Melt in the middle puddings have come to define everything that is decadent and alluring about chocolate, the way they ooze warm molten goo from around the cakey sides is a bit like having everything chocolatey you ever dreamed of poured into one fantasy: part dense fudgey cake part thick sticky sauce. conveniently they can also be prepared well in advance of dinner and popped into the oven ten minutes or so before you want them - for which you will love them even more.
How to make Melt in the Middle Chocolate Puddings
- 300g dark chocolate (70% cocoa) broken into pieces.
- 75g unsalted butter diced.
- 75g light muscovado sugar, plus icing sugar for dusting.
- 5 medium organic eggs.
- 40g plain flour, sifted.
- 1 tablespoon dark rum (optional).
- Vanilla ice cream or crème fraiche to serve.
- Preheat oven to 180ºC fan / 200ºC electric/ gas mark 6 and butter six 150ml ramekins.
- Gently melt the chocolate in a large bowl set over a pan with a little simmering water in it.
- Place the butter, sugar, eggs and flour in the bowl of a food processor and whiz to a smooth bater, the add the melted chocolate and whiz again.

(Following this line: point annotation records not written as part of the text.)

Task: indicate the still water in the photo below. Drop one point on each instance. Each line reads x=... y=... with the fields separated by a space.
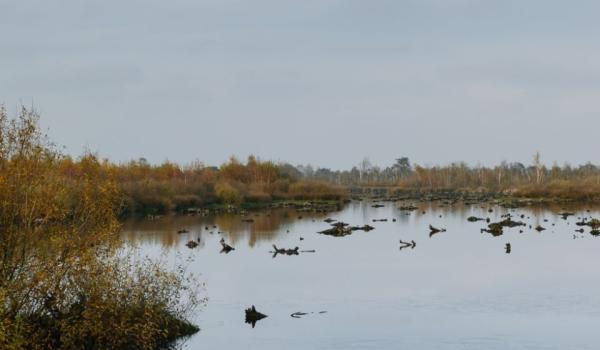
x=457 y=289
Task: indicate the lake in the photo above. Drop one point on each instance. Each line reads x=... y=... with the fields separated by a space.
x=457 y=289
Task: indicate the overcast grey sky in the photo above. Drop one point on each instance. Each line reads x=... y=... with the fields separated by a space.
x=309 y=81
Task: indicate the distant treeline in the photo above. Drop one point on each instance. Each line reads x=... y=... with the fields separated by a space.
x=516 y=179
x=159 y=189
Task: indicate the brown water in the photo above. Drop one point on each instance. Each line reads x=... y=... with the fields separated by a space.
x=455 y=290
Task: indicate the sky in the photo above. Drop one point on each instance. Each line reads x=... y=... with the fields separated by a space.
x=325 y=82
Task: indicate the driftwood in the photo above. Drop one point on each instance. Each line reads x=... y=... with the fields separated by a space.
x=226 y=247
x=284 y=251
x=434 y=230
x=410 y=244
x=191 y=244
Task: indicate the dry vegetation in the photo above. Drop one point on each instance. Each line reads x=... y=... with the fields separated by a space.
x=64 y=282
x=581 y=183
x=159 y=189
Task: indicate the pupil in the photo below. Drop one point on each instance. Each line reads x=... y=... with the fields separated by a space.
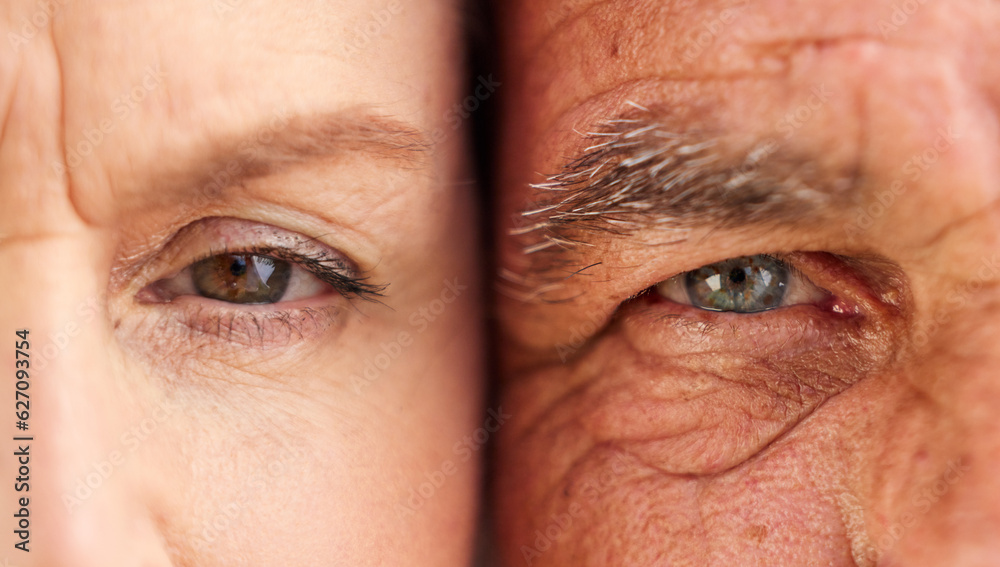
x=737 y=276
x=238 y=268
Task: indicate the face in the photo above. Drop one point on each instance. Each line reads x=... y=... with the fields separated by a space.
x=237 y=251
x=750 y=305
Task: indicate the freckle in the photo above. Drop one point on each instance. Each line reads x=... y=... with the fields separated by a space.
x=756 y=532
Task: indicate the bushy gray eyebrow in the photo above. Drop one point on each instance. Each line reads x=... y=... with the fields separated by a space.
x=636 y=173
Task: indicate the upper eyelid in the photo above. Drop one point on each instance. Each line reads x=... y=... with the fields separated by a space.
x=200 y=240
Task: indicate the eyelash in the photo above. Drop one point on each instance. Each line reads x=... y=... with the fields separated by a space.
x=326 y=267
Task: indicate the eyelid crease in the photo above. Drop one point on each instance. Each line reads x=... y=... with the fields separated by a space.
x=327 y=268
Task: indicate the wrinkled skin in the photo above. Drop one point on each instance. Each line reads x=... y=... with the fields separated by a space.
x=652 y=433
x=198 y=432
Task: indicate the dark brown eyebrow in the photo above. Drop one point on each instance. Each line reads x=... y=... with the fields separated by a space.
x=634 y=173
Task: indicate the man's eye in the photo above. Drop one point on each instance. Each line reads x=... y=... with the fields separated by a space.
x=242 y=278
x=748 y=284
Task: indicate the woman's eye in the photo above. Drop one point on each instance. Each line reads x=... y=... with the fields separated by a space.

- Finally add the rum, if including. Divide the mixture between the dishes, place on a baking sheet and bake for 7½ to 8 minutes: until just starting to rise. There should be a thin rim of cooked cake on the outside and a sticky river of molten goo inside.
- Serve straight away, with either ice cream or crème fraiche. The cake mixture can also be prepared several hour's in advance, in which case cover the little dishes and bake for 11 to 12 minutes.